As published in the Federal Register February 15, the final rule said Health and Human Services “will work with stakeholders to propose and finalize this policy” before it takes effect in August 2013.

A February 10 statement by the Cardinal Newman Society said it would “continue to work with Catholic colleges and universities to find the most acceptable solution to this violation of their religious liberty. But there can be no compromise that does not eliminate the mandate.”

Last fall, 18 Catholic colleges asked the Obama administration to exempt all religious individuals and institutions from being forced to participate in the federal contraception mandate.

The Dominican Sisters of Mary Mother of the Eucharist in Ann Arbor, Mich., issued a February 13 statement taking the Obama administration to task for failing to “comprehend Catholic moral reasoning and the full meaning of the principle of religious liberty.” They called it “insulting” that the Obama administration suggested the revision would be “net cost neutral.”

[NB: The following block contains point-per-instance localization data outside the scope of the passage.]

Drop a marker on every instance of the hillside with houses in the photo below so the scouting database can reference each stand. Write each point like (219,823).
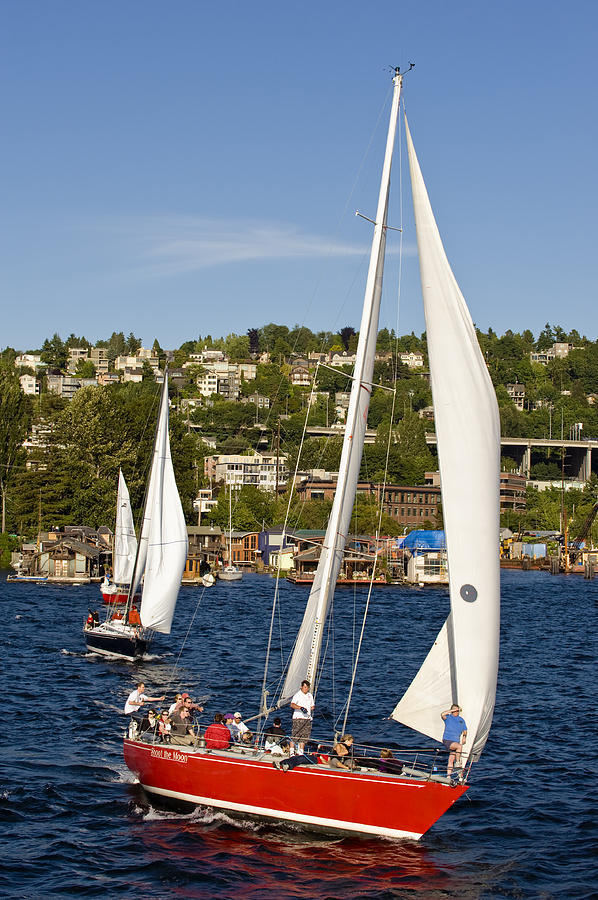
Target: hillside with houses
(73,413)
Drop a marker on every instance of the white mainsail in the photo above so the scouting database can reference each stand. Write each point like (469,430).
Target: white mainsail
(163,541)
(125,541)
(462,665)
(305,657)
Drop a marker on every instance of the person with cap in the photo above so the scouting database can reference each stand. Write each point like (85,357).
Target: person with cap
(274,737)
(454,737)
(240,724)
(229,721)
(182,730)
(186,701)
(137,698)
(303,706)
(217,734)
(175,705)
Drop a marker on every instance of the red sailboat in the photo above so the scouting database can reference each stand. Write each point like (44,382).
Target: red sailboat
(461,667)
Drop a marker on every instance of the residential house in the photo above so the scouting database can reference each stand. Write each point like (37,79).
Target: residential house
(412,360)
(300,376)
(28,360)
(517,394)
(66,386)
(342,359)
(512,491)
(559,350)
(263,470)
(244,547)
(260,400)
(29,384)
(205,545)
(75,355)
(99,357)
(203,503)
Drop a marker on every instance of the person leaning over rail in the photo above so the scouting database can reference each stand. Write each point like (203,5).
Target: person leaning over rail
(137,698)
(340,758)
(454,737)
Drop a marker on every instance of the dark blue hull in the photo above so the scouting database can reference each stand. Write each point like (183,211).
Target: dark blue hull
(115,645)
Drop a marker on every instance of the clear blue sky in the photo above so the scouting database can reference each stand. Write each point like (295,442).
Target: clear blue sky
(177,169)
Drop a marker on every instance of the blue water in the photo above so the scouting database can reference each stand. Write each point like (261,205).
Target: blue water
(74,823)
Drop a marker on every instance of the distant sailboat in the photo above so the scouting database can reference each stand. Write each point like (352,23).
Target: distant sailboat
(160,559)
(230,572)
(125,548)
(406,799)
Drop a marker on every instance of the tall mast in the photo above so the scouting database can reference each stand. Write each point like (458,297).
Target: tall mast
(304,663)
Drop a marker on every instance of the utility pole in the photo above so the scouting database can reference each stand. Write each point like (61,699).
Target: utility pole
(277,456)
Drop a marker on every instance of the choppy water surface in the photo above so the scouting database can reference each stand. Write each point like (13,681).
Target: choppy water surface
(75,823)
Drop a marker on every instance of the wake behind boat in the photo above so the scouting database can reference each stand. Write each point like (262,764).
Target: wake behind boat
(160,560)
(461,669)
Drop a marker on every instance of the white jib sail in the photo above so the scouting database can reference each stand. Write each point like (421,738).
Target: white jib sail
(462,665)
(164,524)
(305,658)
(125,541)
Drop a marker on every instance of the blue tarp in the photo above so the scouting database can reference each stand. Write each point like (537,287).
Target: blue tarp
(425,540)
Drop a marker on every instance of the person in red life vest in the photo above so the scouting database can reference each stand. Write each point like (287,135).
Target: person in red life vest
(217,734)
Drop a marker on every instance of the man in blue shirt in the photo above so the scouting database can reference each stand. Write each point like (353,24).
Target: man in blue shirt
(455,735)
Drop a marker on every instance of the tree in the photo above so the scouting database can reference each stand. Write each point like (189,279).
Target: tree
(13,428)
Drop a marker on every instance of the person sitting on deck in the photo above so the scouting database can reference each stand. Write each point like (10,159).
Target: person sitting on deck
(247,738)
(149,722)
(185,700)
(229,721)
(340,758)
(240,724)
(134,617)
(181,731)
(217,734)
(455,735)
(174,706)
(164,727)
(274,737)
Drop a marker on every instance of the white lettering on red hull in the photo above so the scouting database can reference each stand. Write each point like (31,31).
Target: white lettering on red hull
(173,755)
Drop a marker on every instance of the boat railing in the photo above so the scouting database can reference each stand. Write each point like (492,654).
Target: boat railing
(423,763)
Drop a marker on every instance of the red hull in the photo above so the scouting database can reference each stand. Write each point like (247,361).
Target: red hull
(363,803)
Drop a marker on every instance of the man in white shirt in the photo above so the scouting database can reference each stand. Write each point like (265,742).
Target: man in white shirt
(137,698)
(241,726)
(303,706)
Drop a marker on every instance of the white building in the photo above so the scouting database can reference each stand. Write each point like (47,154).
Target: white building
(413,360)
(28,360)
(237,470)
(29,385)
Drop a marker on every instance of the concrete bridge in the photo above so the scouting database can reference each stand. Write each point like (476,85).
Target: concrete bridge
(580,458)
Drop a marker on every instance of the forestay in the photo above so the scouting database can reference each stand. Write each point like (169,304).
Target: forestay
(305,658)
(462,665)
(125,541)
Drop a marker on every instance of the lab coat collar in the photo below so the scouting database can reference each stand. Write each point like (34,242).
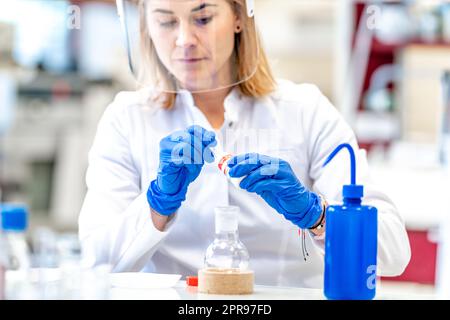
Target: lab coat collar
(233,104)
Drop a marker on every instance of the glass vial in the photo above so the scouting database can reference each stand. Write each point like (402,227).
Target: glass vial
(226,252)
(222,165)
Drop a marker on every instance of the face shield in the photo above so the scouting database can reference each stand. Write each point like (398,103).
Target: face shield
(194,45)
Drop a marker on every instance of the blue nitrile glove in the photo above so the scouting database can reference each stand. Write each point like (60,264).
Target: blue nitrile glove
(274,180)
(181,158)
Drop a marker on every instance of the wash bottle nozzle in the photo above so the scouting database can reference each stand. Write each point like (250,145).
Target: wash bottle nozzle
(351,191)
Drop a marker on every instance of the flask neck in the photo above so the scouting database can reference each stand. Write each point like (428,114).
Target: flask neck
(352,201)
(227,235)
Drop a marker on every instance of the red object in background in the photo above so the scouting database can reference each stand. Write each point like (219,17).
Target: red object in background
(422,266)
(192,281)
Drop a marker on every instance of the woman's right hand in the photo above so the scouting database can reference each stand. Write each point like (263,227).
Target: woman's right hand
(181,158)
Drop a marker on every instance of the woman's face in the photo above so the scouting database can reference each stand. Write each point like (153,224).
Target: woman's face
(194,39)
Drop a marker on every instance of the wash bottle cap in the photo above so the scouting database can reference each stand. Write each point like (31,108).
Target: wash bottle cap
(14,217)
(351,191)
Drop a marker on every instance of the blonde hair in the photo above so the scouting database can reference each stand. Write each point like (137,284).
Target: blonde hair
(248,51)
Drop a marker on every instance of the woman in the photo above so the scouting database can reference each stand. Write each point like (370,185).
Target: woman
(152,183)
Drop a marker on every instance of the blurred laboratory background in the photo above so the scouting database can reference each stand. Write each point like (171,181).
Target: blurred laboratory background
(384,64)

“It is simply impossible to ensure that the insurance companies will not pass on those costs to the organizations and individuals who conscientiously object to their insurance policies covering abortion-inducing drugs, sterilization, and artificial contraception,” the statement said.

The Leadership Conference of Women Religious, based in Silver Spring, Maryland, called the revised mandate “fair and a helpful way for us to move forward.”

“This ruling is a major victory for religious liberty and women’s health,” said a statement signed by several professors at Catholic universities and other religious leaders including Sister Simone Campbell, a Sister of Social Service who leads Network, the Catholic social justice lobby.

In Michigan, the Catholic conference of the state’s bishops applauded the state House of Representatives for passing a resolution that calls on the Obama administration to rescind the HHS mandate, highlights the administration’s “attack on religious freedom” and urges the U.S. House and Senate to pass the Respect for Rights of Conscience Act.